I quattro – a questo punto è giusto dire – attori, sono sistemati in uno spazio poco precisato, definito soltanto da una disadorna parete alle loro spalle, messa a fare da quinta scenica, che termina dopo la figura femminile vestita di nero, oltre la quale si intuisce lo spazio indistinto di un altro vano. Il punto di vista coincide con gli occhi del liutista, ma un po’ spostato verso sinistra. I quattro personaggi sono in piedi, dietro uno spesso tappeto orientaleggiante poggiato su un ripiano, su cui è poggiato pure il mantello di pelliccia del forestiero, e che occupa la parte bassa del dipinto, per la metà quasi della tela. Nell’opera in questione non vediamo ancora il magistrale uso della luce e la perfetta definizione dello spazio, propri dello stile del maestro. Ma in compenso vi si riscontra una gaiezza narrativa, una rara vivezza espressiva e un colorismo assai vivace, che la rendono un capolavoro, sicuramente imprescindibile per la comprensione della pittura olandese seicentesca, detta anche del secolo d’oro.
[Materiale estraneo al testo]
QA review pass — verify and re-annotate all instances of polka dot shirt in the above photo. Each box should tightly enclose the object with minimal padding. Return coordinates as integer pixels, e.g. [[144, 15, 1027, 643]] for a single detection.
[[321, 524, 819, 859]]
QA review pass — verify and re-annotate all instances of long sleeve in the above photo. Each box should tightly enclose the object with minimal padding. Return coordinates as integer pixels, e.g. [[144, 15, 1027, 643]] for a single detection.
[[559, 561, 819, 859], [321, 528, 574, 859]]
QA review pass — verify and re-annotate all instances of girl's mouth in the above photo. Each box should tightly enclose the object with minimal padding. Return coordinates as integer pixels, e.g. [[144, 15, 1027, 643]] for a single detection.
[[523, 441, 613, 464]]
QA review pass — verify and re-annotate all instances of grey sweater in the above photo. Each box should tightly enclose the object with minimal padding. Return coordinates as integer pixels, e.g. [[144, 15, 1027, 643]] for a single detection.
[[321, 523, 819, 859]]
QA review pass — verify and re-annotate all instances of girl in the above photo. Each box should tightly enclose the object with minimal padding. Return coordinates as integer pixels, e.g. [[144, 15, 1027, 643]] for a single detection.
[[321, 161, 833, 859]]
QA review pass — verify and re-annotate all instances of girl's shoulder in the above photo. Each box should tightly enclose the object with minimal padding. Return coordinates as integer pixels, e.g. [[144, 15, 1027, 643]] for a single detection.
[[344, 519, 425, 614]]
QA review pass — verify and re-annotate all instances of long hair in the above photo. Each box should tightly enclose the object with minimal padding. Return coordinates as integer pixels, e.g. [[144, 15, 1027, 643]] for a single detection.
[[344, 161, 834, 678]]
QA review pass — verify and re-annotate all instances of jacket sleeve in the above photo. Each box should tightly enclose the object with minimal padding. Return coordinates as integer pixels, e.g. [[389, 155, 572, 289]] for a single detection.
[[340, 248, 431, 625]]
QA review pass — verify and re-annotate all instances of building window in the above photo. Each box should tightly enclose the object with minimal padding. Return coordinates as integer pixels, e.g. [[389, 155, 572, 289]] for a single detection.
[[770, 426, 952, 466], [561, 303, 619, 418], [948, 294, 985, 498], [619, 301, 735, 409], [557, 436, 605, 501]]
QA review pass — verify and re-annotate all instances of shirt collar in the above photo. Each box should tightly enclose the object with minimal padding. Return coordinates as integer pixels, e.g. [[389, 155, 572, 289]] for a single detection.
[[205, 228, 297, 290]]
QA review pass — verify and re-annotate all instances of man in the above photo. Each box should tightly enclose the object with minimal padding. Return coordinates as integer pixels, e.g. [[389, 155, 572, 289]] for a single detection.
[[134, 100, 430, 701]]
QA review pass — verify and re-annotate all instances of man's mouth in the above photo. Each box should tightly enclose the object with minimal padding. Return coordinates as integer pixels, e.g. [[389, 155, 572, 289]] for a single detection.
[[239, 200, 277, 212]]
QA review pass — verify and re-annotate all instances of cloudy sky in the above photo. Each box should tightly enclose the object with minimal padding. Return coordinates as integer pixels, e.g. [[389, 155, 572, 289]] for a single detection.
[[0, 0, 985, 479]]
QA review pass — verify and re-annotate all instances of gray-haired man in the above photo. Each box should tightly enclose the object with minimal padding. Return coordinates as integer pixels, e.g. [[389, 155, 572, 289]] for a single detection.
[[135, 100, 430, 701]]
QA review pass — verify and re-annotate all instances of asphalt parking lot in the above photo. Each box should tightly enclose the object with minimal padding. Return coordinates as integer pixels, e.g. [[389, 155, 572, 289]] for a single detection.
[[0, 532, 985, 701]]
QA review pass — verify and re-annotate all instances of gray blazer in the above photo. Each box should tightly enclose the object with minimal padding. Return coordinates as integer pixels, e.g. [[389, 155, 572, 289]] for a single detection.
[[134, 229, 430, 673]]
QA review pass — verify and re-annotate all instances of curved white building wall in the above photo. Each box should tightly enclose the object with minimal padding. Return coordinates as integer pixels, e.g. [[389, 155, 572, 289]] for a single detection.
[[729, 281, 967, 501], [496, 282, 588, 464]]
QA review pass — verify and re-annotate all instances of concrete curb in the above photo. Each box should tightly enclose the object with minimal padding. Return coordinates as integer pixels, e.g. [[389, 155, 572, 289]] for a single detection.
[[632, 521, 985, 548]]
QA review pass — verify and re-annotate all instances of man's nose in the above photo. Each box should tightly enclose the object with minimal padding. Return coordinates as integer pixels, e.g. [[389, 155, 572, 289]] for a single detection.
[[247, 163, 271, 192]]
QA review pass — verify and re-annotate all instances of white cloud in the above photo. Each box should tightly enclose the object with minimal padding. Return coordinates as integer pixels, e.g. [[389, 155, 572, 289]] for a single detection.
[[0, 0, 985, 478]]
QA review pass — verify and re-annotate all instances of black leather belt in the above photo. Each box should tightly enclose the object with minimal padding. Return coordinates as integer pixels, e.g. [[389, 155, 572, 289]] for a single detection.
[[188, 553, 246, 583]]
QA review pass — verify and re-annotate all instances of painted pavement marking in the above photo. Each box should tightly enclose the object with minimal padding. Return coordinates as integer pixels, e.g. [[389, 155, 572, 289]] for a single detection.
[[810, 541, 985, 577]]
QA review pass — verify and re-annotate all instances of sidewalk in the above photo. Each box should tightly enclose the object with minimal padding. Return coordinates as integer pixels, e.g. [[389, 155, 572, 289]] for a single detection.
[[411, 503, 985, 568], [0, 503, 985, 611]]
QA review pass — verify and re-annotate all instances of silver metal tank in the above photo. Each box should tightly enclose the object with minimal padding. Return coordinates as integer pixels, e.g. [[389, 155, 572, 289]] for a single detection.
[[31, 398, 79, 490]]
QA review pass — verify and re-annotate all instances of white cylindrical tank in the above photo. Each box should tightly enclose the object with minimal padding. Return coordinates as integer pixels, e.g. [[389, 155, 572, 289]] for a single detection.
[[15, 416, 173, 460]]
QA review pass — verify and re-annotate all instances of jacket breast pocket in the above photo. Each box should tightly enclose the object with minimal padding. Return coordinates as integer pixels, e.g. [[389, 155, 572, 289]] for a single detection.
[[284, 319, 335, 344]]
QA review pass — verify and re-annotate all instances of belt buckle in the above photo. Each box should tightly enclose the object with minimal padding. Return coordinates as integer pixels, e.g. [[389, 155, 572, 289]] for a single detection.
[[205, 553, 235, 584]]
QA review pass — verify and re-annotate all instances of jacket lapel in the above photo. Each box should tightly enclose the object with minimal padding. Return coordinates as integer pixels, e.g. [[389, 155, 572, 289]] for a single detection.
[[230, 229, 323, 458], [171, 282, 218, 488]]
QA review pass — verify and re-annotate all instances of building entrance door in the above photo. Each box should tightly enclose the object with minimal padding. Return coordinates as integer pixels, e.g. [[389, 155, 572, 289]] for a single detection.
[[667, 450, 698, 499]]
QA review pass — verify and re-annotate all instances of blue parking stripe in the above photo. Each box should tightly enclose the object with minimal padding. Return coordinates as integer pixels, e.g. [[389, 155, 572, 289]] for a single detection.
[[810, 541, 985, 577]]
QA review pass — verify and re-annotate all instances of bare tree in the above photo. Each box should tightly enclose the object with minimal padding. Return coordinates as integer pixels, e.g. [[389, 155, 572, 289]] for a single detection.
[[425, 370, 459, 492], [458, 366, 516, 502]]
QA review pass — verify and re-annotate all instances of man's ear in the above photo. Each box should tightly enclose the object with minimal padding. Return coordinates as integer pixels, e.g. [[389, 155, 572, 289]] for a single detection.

Probabile ritratto di Johannes Vermeer.

 

Firma di Johannes Vermeer.

 

VITA DI JOHANNES VERMEER

Johannes Vermeer nasce a Delft, nell’anno 1632. Nel 1653 sposa Catharina Bolnes, di ricca famiglia cattolica. Per poterla sposare l’artista si converte al cattolicesimo. Nello stesso anno è accettato nella ghilda dei pittori della città di Delft. Nel 1654 avviene la disastrosa esplosione della polveriera di Delft, che causa danni anche alla locanda del padre, che commercia anche quadri e che muore l’anno successivo. Nel 1657 Vermeer è in difficoltà economiche e deve servirsi di un prestito di 200 fiorini. Nel 1662 è eletto vice decano nella ghilda di San Luca. Nel 1670 muore la madre e il pittore eredita la locanda di famiglia. Nel 1672 scoppia la guerra d’Olanda. I francesi invadono i Paesi Bassi, dando luogo a saccheggi e devastazioni, ponendo fine a quella che gli storici chiamano età dell’oro della pittura fiamminga, in cui sono state prodotte più di 5 milioni di opere di vario genere. Nel 1675 Johannes Vermeer, in serie difficoltà economiche, muore, il 15 dicembre. Due anni dopo la morte dell’artista, sua moglie Catharina Bolnes ne ricorda le complicazioni degli ultimi anni di vita, scrivendo: “Nel corso della lunga e rovinosa guerra con la Francia, egli non solo non aveva potuto vendere i suoi quadri, ma per di più, con suo gran danno, i dipinti degli altri pittori che commerciava erano rimasti invenduti. Per via del grande carico dei figli [Vermeer aveva 11 figli], non avendo personali mezzi di fortuna, era caduto in un tale stato di ansietà e di decadimento che in un giorno, un giorno e mezzo era passato da uno stato di buona salute alla morte.”

 

BIBLIOGRAFIA ESSENZIALE:

SILVIA DANESI SQUARZINA, Vermeer, Giunti, Firenze,1990.

PIERO BIANCONI, Vermeer. Rizzoli, Milano,1996.

 

IL POST SOPRA RIPORTATO HA CARATTERE ESCLUSIVAMENTE DIVULGATIVO E DIDATTICO, DESTINATO PERTANTO AGLI STUDENTI E AGLI APPASSIONATI.